Troppe sono e troppo diverse le cose che resteranno di questa grande protagonista della cultura italiana del progetto, e non è un caso che dopo la mostra del 2019 al Palazzo Reale di Milano (Nanda Vigo. Light Project) si apra mercoledì 20 maggio al Museo MACTE di Termoli, a cura di L. Cherubini, prima mostra postuma, come a rimarcare la necessità di una rivalutazione, di una rilettura.

Quello che ci piacerebbe riprodurre, ora e qui, è l’atmosfera e l’attitudine di Milano in quegli anni, lo splendido incontro di menti straordinarie che nel buio della città appena risollevatasi dalla distruzione, avevano il coraggio e la lungimiranza di porre la cultura, il progetto e l’arte al centro di ogni rinascita civile e sociale, come dovrebbe o potrebbe essere dopo la pandemia recente.

Nanda Vigo resta viva nelle sue numerose creazioni, nelle sue collaborazioni e nei suoi scritti.

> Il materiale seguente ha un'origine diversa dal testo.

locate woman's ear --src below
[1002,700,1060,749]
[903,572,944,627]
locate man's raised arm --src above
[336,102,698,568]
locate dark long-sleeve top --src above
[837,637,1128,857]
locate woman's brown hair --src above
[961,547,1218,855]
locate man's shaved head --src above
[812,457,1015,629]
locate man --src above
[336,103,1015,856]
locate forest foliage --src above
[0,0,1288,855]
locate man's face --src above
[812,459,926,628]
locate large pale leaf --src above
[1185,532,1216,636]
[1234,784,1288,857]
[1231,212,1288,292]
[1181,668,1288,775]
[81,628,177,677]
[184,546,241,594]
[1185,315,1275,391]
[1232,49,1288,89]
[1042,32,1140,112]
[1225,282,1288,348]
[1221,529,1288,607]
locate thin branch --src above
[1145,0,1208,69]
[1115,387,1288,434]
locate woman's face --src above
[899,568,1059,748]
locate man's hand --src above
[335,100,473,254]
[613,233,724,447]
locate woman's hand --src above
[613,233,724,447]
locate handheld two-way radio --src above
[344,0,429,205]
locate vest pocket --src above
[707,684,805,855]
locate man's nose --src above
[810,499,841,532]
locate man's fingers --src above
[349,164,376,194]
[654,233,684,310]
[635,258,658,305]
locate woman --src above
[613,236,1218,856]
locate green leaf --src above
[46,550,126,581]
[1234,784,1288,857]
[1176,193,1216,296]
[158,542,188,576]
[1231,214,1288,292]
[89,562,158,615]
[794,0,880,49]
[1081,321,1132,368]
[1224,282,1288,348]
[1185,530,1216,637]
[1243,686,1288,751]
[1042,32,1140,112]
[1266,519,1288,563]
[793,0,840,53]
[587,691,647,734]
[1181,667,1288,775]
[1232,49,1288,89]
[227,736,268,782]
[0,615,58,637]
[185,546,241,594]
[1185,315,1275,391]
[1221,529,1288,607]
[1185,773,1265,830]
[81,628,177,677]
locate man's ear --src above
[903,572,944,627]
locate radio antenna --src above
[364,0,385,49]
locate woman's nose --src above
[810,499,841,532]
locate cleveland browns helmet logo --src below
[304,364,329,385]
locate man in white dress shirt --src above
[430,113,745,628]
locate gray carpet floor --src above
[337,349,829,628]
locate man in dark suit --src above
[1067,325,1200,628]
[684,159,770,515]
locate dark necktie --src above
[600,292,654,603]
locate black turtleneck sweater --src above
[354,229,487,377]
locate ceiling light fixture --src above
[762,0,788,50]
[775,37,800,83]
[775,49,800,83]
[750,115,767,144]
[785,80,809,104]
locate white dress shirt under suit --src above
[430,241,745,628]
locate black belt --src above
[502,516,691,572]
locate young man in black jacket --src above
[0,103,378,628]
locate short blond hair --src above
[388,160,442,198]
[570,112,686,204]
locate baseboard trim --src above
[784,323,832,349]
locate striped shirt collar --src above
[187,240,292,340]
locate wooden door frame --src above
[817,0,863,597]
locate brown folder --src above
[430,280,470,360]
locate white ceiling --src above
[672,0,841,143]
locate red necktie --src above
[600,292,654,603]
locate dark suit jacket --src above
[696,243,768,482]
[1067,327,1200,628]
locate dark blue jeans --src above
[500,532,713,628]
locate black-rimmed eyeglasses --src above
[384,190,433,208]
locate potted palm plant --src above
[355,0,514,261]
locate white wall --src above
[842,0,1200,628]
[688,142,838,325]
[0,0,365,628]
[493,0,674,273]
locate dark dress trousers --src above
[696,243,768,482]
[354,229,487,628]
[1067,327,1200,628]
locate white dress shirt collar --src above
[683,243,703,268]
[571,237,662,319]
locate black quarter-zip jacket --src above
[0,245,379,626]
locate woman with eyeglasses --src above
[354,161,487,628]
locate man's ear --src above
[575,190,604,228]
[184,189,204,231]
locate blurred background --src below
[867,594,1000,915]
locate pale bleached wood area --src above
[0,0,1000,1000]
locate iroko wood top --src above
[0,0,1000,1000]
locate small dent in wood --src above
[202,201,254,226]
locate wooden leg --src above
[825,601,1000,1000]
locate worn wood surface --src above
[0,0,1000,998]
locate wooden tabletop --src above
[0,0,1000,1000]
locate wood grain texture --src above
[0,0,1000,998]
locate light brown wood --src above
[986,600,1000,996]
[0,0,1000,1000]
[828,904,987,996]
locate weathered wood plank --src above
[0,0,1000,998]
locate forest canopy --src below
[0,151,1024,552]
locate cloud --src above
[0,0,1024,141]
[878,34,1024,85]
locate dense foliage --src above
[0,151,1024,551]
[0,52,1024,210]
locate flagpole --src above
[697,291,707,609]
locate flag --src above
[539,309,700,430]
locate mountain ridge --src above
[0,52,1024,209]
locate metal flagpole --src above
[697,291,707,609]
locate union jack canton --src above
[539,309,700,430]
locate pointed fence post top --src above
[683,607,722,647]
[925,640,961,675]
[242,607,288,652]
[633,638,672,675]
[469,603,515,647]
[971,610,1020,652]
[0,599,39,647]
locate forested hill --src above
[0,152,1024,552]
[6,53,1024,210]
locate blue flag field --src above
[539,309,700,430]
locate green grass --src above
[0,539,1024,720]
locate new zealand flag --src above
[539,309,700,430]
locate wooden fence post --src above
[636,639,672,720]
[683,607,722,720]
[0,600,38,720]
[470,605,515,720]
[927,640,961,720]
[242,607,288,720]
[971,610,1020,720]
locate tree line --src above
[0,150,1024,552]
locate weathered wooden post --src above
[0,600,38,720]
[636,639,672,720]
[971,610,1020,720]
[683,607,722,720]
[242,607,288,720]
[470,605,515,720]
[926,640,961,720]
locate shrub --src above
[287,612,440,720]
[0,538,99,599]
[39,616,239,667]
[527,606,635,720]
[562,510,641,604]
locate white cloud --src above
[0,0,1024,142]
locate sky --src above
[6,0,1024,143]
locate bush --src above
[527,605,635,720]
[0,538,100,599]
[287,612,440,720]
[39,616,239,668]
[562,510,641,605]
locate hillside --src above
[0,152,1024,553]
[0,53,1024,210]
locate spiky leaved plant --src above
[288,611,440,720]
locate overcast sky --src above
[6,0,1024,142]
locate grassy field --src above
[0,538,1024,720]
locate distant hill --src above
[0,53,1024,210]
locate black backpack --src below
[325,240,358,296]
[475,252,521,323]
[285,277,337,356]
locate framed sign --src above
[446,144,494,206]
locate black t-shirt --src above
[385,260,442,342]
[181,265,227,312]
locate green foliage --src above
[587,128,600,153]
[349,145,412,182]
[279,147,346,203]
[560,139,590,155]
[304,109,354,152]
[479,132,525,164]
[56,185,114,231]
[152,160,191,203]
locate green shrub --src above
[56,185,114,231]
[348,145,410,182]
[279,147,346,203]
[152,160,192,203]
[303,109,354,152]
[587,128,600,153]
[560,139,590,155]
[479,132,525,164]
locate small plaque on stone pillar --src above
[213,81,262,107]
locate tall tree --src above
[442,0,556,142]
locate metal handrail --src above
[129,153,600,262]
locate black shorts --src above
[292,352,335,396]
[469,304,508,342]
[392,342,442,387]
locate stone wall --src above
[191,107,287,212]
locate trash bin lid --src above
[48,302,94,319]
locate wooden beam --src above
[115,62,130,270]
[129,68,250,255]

 La sua formazione, la sua curiosità implacabile, la voglia di viaggiare e di trovarsi nei luoghi dove le cose accadono prima, ne fanno un’eroina che ha attraversato con grande rigore (non aveva un bel carattere, vi assicuro), mezzo secolo di tempeste emotive e di restaurazioni polverose.

Nanda e i suoi amici semplici e grandi ci hanno insegnato che cosa significa “essere avanguardia, pensare avanguardia”, con tutta quella scomodità che oggi appare desueta, in epoche di “pasoliniana omologazione”, ma sentiamo all’orizzonte, ancora viva quell’auretta che riesce ancora a stimolarci.

Un racconto/respiro ancora vivo, intenso, forse problematico in epoche di semplificazione, che necessita una rilettura anti-retorica e potrebbe procurarci nuovi spunti per tornare a creare gli scenari che la nostra contemporaneità istantanea, ricerca da troppo tempo.